I've written before about the difficulty of distinguishing values from errors, from algorithms, and from context. Now I have to add to that list: How can we distinguish our utility function from the parameters we use to apply it?
In my recent discussion post, "Rationalists don't care about the future", I showed that exponential time-discounting, plus some assumptions about physics and knowledge, leads to not caring about the future. Many people responded by saying that, if I care about the future, this shows that my utility function does not use exponential time-discounting.
This response assumes that the shape of my time-discounting function is part of my utility function. In other words, the way you time-discount is one of your values.
By contrast, Eliezer wrote an earlier post saying that we should use human values, but without time-discounting. Eliezer is aware that humans appear to use time discounting. Therefore, this implicitly claims that the time-discounting function is not one of our values. It's a parameter for how we implement them.
(Some of the arguments Eliezer used were value-based arguments, suggesting that we can use our values to set the parameters that we use to implement our values... I suspect this recursive approach could introduce bogus solutions, like multiplying both sides of an equation by a variable, or worse; but that would take a longer post to address. I will note that some recursive equations do have unique solutions.)
The program of CEV assumes that a transhuman can use some extrapolated version of values currently used by some humans. If that transhuman has a life expectancy of a billion years, it will likely view time discounting differently. Eliezer's post against time discounting suggests, to me, a God-like view of the universe, in which we eliminate time discounting in the same way (and for the same reasons) that many people want to eliminate space-discounting (not caring about far-away people) in contemporary ethics. This is taking an ethical code that evolved agents have, which is constructed to promote the propagation of those agents' genes, and applying it without reference to any particular set of genes. This is also pretty much what folk-morality says a social moral code is. So the idea that you can apply the same utility function from a radically different context, is inherent in CEV, and is common to much public discourse on ethics which assumes that you can construct a social morality that is based on the morality we find in individual agents.

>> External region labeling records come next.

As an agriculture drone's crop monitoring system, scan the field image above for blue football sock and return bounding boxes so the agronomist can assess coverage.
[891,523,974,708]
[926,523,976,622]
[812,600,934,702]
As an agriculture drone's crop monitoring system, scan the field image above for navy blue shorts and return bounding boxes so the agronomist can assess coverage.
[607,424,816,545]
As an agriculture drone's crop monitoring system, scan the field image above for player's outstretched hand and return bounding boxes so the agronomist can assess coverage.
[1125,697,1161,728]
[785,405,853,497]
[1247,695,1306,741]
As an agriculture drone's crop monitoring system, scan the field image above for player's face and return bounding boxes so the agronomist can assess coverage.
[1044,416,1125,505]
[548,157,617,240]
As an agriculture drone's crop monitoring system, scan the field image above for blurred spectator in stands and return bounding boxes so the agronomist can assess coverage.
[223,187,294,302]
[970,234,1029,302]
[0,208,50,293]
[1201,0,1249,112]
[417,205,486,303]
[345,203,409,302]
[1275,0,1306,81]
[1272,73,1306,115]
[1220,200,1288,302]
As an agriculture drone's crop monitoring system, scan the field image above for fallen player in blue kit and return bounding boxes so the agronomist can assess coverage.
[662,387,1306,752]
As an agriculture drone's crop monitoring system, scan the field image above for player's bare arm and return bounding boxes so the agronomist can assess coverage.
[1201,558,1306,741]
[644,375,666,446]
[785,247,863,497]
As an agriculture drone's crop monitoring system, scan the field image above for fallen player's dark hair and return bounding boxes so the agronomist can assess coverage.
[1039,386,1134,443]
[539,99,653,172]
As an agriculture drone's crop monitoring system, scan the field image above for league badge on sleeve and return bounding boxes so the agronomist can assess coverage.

On the other hand, I have argued that assuming that social ethics and individual ethics are the same, is either merely sloppy thinking, or an evolved (or deliberately constructed) lie. People who believed this would probably subscribe to a social-contract theory of ethics. (This view also has problems, beyond the scope of this post.)

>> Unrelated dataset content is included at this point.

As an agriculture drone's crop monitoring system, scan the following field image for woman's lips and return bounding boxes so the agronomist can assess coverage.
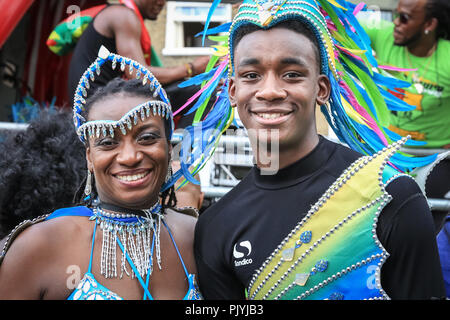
[113,170,150,187]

I have one heuristic that I think is pretty good for telling when something is not a value: If it's mathematically wrong, it's an error, not a value. So my inclination is to point out that exponential time-discounting is correct. All other forms of time-discounting lead to inconsistencies. You can time-discount exponentially; or you can not time-discount at all, as Eliezer suggested; or you can be in error.
But my purpose in this post is not to continue the arguments from that other post. It's to point out this additional challenge in isolating what values are. Is your time-discounting function a value, or a value parameter?
It seems to me that eliminating space-discounting is done for memetic, not genetic, reasons. And, as the triumph of individualistic nations over collectivist tribes shows, it outcompetes. "I trust strangers in the way a hunter-gatherer trusts his cousins" is not just a platitude for making people think you're moral, but also a good strategy for conquering the world.
Do values come from genes, and parameters from memes? The other way around? A mix? My guess is that most of our value drift will represent genetic strategies being replaced by memetic strategies, and so talking about values and parameters may not make a whole lot of sense.
It seems to me that time discounting is a heuristic to deal with death- if that issue gets resolved, then you don't need to discount as heavily. I'm not sure how a utility function would deal with memories, though- if I get to have an awesome experience at one point in my life, it seems like the earlier the better, as I can only remember the experience after I have it (I can anticipate it beforehand, but I imagine that'll be weaker). So my guess is immortals (or, at least, billion-year lifespan individuals) will have a weak preference for the present.
Nitpick: Feeling that way would prevent you from conquering the world.